In 2007, a cute video of a baby dancing got uploaded to YouTube. That was the start of a huge legal battle.
In 2007, YouTube was a mere fraction of its size today. Still a growing platform for video sharing, YouTube was freshly obtained by Google (for a mere $1.65 billion). It was during that time that Stephanie Lenz uploaded a video on YouTube of her toddler, Holden, dancing to the Prince song, “Let’s Go Crazy.”
Here’s a little refresher.
And that was the start of a legal battle that last more than a decade. The legal battle even outlasted Prince, who sadly passed away in 2016. While alive, Prince was an aggressive protector of his online rights, and encouraged the case against Lenz.
The video was a twenty-nine-second clip that had a poor audio quality. In fact, the song could only be clearly heard for about twenty seconds — though it was a recognizable and catchy song. And ‘recognizable’ in the sense that any listener or IDing technology could figure out what it was.
After Lenz posted the video, Universal Music claimed a copyright violation. It also registered a takedown with YouTube. In response, Lenz sent a counter-notification that her video should be reposted. She reasoned that the clip didn’t infringe the label’s copyright because it constituted fair use.
The video was down for several weeks before being reinstated.
And Lenz didn’t not stop there. More recently, she filed a lawsuit against Universal for violating the Digital Millennium Copyright Act (DMCA) by knowingly abusing its copyright claim. Assisted by Electronic Frontier Foundation (EFF) attorneys, Lenz doubled-down on her fair use claims.
The EFF loved this case from the beginning. They felt that it was the perfect opportunity to set a precedent for distributed social media platforms. Unfortunately, it hasn’t quite panned out that way.
The ‘results’ included a confusing 9th Circuit Court of Appeals decision. The Court ultimately ruled in favor of fair use, but didn’t penalize Universal for copyright abuse. The reason is that UMG was judged to have a fair claim.
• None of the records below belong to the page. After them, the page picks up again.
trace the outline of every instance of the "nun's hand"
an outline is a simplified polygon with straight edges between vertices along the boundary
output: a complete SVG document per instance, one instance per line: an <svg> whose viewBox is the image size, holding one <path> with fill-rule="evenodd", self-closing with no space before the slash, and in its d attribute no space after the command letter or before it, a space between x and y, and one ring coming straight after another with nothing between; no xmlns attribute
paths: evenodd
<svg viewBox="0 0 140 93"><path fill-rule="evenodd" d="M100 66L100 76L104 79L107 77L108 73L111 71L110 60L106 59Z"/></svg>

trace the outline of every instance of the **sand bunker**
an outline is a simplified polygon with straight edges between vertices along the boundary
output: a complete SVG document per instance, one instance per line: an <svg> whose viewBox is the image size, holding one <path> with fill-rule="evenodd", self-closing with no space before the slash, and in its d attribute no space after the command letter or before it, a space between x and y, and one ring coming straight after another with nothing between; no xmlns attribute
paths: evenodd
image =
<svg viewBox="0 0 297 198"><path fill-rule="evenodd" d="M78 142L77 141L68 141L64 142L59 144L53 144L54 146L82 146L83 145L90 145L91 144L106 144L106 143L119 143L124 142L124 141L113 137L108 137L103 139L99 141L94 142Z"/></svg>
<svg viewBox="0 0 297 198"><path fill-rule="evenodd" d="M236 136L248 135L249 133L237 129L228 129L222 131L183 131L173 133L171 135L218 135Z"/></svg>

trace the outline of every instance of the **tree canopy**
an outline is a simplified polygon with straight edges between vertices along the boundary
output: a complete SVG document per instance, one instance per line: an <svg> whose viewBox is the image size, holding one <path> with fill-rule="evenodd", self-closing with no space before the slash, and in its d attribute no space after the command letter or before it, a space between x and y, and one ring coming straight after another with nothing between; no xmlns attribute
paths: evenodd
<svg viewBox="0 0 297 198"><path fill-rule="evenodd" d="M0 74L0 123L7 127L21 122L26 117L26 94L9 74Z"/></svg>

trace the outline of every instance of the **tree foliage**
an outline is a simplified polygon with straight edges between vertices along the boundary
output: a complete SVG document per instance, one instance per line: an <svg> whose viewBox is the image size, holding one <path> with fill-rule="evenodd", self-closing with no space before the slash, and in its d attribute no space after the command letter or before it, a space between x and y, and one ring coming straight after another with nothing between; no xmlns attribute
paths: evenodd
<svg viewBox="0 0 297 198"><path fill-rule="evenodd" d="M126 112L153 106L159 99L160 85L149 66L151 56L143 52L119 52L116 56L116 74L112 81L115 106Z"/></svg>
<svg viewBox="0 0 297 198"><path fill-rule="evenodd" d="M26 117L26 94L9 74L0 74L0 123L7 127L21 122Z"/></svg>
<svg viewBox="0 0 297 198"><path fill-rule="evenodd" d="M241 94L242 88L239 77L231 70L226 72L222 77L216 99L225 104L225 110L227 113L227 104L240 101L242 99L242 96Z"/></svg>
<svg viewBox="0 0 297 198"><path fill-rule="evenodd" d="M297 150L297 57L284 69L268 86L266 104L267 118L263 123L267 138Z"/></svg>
Ultimately, the court declined to impose a strict, algorithmically based test for fair use and infringement takedowns.
The legalities were apparently so baffling and puzzling that the Supreme Court wanted the solicitor general to assess the case. The case also became one of the present administration’s first amicus briefs to the high court. The solicitor general then told the Supreme Court that a “significant legal error” had been made.
He also added that copyright owners shouldn’t be liable “simply because an unknowing mistake is made.” He then advised the high court to pass on the case.
And now, after more than ten years — and with judges issuing different opinions and reconsiderations — the latest case is ending in a settlement.
Both parties were gearing for a potential trial. Unfortunately for those seeking a precedent either way, a private settlement has been ironed out. Which means this isn’t one for the legal record books.